Sur l’axe d’attaque des Russe, les koulaks avaient percé, mais pas en assez grand nombre, et l’approche du corps du Maréchal Duc de Dalmatie sur nos arrières les força à reculer. Il était midi, et le soleil au zénith consacrait une victoire française, amplifiée par la chasse des fuyards (on vit d’ailleurs le Prince Passmoilwiski et son grand ami le comte Jean Etienne du Vitdur bondir avec les lanciers polonais et ravager pendant quelques semaines les arrières gardes Russes mais cela est une autre histoire). 

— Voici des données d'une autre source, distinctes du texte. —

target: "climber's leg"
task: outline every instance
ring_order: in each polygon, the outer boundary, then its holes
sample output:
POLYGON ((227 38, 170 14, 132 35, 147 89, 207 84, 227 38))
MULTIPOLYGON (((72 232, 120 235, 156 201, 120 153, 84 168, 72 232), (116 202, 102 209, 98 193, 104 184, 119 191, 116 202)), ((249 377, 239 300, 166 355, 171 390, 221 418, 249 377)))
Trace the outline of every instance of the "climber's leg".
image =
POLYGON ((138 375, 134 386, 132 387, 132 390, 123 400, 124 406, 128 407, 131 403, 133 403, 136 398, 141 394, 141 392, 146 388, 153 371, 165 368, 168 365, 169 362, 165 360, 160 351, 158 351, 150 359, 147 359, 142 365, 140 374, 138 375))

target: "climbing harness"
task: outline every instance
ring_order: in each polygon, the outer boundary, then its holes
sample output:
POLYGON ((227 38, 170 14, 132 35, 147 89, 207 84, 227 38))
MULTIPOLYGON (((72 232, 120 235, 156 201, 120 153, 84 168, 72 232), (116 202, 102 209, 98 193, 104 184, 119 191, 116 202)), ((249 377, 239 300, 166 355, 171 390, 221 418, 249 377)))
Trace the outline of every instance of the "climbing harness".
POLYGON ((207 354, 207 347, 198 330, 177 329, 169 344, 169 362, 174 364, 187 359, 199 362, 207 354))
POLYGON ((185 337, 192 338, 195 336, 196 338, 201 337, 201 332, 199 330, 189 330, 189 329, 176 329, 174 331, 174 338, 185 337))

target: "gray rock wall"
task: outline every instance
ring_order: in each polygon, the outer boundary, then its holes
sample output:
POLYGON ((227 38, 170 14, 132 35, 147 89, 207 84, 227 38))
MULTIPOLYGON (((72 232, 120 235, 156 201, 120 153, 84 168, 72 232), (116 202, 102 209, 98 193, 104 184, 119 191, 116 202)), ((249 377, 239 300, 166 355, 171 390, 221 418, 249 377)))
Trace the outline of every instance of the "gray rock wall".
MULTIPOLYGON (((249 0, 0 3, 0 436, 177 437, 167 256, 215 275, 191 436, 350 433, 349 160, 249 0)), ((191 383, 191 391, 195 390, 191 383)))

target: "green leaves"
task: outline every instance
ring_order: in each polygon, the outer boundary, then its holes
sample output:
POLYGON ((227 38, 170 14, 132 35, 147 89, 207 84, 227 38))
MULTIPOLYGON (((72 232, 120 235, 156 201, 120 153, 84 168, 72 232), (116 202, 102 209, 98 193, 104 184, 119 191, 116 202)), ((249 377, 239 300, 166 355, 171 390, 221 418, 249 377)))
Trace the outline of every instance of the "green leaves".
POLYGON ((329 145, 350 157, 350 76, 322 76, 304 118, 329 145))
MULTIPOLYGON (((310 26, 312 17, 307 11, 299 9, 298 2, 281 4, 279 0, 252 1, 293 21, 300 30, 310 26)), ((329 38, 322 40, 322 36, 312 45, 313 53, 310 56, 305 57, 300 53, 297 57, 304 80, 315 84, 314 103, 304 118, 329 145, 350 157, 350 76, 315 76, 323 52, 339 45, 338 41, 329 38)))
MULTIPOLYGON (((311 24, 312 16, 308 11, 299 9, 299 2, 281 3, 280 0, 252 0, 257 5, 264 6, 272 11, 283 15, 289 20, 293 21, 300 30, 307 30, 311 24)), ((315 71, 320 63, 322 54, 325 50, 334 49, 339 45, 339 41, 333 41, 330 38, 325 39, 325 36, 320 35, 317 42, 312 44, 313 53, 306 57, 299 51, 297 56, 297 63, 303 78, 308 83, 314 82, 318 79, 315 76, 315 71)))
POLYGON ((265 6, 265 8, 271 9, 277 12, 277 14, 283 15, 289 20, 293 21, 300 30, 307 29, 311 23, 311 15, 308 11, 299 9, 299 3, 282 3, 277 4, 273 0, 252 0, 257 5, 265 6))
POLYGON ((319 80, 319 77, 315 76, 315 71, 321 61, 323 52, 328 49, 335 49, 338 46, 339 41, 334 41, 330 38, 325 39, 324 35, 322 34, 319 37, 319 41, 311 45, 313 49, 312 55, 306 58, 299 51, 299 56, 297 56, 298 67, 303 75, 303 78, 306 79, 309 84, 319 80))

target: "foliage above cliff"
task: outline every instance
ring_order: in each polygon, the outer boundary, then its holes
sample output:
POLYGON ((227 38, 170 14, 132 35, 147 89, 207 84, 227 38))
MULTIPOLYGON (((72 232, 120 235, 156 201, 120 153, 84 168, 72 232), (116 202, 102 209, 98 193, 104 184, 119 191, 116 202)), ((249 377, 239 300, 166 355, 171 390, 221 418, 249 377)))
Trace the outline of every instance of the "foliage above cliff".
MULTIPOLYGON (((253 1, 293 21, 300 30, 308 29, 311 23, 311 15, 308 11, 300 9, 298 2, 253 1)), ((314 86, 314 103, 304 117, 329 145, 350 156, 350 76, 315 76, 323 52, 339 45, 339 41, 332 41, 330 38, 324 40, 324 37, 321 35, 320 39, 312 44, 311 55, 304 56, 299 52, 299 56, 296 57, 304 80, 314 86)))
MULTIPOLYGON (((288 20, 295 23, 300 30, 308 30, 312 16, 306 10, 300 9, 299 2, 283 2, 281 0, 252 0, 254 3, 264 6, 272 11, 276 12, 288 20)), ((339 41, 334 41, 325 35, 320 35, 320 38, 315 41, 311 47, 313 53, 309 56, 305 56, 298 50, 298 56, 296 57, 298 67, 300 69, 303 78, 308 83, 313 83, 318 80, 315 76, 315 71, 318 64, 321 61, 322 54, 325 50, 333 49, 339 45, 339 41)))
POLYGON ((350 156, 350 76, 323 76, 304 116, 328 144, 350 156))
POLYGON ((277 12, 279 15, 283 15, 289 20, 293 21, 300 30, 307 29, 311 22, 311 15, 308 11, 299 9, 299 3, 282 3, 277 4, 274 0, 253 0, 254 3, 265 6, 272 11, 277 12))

Sur le sol, des milliers de tenues vertes se confondaient avec la plaine, le sang était ingurgité à grand glouglou par cette Russe avide du liquide vital de ses enfants, mais déjà nos corps d'armée reprenaient leur marche en avant, vers la Gloire ou la Mort »

Le bulletin de la Grande Armée n°29, daté de novembre 1812, donne des précisions sur la bataille et les pertes des deux armées comme suit:

Perte franco-italiano-polonaises : très faible, malgré une grande saignée de cheveux chez les Uhlans et Chasseurs.


Pertes Russes : deux corps d’armée sur cinq ont été annihilés, une trentaine de pièces ont été prises et plusieurs drapeaux. La route de Moscou est ouverte !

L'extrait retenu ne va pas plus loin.